You’ve been hidden for a reason. But you won’t stay hidden forever.

Because the time is coming, soon, when every veil will be removed. When the clouds will split. When every eye shall see Him, even those who pierced Him (Revelation 1:7). When the One who walked with us in secret will come riding the clouds in power and great glory.

But here’s the great mystery: To the world, it will be a sudden shock. But to the Bride, it will feel like the face of Someone we’ve known all along.

Because the Bride knows how He hides. She’s learned His scent. His footsteps. His whisper. She has oil in her lamp and eyes on the horizon. She is the one described in Song of Songs 5:6, where the Bride says, I opened to my beloved; but my beloved had withdrawn himself, and was gone: my soul failed when he spake… I sought him, but I could not find him… She keeps searching. Because she has known the glory of seeking what others don’t bother to look for.

This is the heartbeat of the final generation: those who find Him before He comes.

Those who recognize Him in the poor.

Those who hear Him in the silence.

Those who worship without needing a platform.

Those who turn aside when the fire flickers in the ordinary.

It will not always be this way. He hides now… but soon He will reveal. And when He does, the world will weep because they didn’t recognize Him. But the Bride? Oh, she will rise. She will say, This is the One I have longed for. This is the One I’ve seen in glimpses, in shadows, in Word and wonder. I knew You were coming.

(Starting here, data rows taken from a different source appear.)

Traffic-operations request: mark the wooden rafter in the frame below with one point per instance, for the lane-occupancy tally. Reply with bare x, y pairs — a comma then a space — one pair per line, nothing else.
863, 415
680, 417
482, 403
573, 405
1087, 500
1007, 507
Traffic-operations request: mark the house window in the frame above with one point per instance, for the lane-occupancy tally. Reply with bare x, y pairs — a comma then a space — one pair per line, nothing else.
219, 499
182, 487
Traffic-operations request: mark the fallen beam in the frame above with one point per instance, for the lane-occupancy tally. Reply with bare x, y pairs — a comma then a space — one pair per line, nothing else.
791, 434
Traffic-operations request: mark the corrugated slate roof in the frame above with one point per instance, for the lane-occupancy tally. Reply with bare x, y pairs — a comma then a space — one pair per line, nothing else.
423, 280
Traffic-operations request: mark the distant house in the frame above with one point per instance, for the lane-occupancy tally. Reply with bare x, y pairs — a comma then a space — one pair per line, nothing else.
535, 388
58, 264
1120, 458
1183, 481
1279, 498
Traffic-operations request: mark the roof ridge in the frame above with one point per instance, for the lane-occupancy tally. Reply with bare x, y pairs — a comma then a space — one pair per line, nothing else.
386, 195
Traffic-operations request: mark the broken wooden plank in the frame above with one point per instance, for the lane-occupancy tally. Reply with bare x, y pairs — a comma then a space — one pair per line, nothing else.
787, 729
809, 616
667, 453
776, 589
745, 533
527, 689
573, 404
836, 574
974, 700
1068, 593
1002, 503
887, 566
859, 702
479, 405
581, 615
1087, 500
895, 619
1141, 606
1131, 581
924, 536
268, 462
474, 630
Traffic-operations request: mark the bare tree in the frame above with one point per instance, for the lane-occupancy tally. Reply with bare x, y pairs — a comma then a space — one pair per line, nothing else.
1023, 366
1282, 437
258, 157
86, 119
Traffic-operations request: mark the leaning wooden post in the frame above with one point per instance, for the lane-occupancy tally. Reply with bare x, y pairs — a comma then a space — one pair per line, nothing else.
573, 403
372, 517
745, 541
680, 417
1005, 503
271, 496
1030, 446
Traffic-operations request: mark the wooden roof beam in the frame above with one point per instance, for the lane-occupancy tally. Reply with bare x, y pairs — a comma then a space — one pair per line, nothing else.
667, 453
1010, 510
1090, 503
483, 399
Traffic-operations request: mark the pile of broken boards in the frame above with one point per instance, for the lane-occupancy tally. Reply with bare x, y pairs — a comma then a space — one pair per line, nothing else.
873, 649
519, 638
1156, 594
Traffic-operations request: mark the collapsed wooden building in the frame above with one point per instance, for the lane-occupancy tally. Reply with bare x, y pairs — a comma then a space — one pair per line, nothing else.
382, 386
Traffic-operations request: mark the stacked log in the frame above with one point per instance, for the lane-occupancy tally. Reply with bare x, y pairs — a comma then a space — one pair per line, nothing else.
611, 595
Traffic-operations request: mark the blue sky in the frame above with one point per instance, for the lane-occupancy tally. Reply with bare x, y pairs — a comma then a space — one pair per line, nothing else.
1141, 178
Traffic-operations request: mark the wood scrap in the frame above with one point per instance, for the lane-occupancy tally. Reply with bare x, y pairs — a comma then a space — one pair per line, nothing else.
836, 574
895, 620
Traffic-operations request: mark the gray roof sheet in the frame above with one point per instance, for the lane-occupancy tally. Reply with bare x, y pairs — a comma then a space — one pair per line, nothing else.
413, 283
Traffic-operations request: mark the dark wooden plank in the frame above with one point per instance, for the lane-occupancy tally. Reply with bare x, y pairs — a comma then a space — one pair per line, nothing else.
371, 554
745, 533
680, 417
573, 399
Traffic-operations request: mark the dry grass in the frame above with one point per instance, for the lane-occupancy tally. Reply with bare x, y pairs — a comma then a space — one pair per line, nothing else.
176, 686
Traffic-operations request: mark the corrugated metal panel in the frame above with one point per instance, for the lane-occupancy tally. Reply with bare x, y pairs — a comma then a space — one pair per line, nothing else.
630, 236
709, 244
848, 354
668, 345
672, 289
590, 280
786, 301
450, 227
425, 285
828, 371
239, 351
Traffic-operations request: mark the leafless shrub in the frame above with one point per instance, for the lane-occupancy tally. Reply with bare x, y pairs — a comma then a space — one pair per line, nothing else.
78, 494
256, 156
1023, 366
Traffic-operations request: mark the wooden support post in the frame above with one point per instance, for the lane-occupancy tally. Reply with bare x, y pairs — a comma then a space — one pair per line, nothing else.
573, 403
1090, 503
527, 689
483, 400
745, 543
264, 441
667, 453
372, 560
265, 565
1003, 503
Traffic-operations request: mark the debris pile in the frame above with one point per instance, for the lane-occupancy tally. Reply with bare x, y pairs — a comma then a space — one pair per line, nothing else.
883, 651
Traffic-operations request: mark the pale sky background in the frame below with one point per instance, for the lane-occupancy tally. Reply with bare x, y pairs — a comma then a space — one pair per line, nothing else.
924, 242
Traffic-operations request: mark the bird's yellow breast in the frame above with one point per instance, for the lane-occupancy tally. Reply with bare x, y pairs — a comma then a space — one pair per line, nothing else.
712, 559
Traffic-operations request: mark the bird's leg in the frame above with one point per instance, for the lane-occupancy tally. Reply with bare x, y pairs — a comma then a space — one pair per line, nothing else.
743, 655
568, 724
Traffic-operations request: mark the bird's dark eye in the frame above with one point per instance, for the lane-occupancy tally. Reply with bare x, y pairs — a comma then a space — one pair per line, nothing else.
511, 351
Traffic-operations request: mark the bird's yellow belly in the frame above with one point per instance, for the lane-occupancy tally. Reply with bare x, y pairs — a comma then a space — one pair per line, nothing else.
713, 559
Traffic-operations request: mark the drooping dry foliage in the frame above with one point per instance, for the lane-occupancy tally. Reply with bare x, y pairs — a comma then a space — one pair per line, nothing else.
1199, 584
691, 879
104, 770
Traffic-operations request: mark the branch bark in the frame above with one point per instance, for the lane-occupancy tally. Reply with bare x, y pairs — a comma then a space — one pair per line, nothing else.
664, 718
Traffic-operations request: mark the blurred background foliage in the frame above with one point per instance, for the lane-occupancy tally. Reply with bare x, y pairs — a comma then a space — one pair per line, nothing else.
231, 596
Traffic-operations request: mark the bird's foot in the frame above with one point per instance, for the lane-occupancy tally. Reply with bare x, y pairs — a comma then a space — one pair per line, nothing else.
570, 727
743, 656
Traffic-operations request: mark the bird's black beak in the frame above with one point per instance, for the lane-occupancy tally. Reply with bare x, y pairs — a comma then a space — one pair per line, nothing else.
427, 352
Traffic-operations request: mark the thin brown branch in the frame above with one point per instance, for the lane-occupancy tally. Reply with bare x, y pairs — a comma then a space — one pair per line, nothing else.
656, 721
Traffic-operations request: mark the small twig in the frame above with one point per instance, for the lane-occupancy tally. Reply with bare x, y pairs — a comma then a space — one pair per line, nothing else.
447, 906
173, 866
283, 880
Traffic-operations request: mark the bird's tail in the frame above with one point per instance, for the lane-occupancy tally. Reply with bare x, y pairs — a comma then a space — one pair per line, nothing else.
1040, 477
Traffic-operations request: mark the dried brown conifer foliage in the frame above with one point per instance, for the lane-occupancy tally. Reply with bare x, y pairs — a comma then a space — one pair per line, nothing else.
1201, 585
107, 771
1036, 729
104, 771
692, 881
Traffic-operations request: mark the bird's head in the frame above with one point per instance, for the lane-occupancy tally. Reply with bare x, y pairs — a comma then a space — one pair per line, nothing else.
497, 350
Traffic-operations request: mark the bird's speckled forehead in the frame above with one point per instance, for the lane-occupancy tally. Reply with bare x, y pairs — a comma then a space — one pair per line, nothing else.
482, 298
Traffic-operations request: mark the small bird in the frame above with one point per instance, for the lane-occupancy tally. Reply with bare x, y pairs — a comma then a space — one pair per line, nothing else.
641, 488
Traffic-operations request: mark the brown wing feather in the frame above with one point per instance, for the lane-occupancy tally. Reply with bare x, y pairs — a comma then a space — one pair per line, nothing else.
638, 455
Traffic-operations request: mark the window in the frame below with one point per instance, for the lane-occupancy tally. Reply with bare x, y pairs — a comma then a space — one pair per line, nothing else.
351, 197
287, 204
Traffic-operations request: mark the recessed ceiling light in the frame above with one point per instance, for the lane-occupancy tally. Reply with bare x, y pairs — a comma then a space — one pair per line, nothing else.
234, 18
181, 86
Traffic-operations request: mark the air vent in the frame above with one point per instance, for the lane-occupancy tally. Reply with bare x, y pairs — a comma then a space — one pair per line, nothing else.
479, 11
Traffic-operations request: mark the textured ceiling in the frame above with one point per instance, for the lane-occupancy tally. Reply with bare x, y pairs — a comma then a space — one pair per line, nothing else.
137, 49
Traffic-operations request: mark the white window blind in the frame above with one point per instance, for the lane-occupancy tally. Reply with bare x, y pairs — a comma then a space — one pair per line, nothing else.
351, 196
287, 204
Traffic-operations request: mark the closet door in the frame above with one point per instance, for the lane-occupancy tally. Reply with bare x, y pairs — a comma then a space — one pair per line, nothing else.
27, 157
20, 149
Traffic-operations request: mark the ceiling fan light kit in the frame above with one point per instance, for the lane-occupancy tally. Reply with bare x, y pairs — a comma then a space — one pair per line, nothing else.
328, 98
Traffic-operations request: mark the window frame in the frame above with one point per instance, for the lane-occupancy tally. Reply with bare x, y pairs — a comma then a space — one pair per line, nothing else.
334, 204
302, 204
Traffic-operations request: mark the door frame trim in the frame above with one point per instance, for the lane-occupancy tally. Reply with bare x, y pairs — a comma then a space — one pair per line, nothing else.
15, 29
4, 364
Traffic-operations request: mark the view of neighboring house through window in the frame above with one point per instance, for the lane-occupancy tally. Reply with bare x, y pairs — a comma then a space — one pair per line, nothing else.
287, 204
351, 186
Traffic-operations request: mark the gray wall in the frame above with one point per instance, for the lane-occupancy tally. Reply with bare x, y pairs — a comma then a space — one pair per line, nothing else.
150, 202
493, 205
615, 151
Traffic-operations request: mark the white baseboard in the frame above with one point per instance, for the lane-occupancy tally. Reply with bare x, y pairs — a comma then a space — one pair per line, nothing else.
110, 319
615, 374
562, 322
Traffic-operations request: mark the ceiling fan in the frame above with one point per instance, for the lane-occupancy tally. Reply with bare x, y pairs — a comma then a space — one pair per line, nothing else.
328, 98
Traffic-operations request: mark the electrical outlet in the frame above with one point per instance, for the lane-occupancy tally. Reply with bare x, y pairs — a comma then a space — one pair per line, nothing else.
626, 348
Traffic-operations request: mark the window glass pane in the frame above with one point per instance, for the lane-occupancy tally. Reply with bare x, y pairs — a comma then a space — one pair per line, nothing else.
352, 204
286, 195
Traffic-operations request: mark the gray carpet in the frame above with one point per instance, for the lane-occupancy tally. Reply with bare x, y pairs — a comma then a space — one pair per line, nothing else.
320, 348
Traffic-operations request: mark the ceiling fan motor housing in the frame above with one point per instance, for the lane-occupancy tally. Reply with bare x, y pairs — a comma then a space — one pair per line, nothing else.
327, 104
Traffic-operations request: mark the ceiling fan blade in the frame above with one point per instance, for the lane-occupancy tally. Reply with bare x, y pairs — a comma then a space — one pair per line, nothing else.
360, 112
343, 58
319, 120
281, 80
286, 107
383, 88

I saw You all along.

Until that day, we walk like the disciples after Emmaus, hearts burning, eyes slowly opening.

We look for Him in the text.

In the garden.

In the interruptions.

In the ache.

In the awe.

We become people who turn aside… Because we know…

God is hidden in plain sight.

And we are learning to see.

Footnotes

1. The word “If” is not in the original text.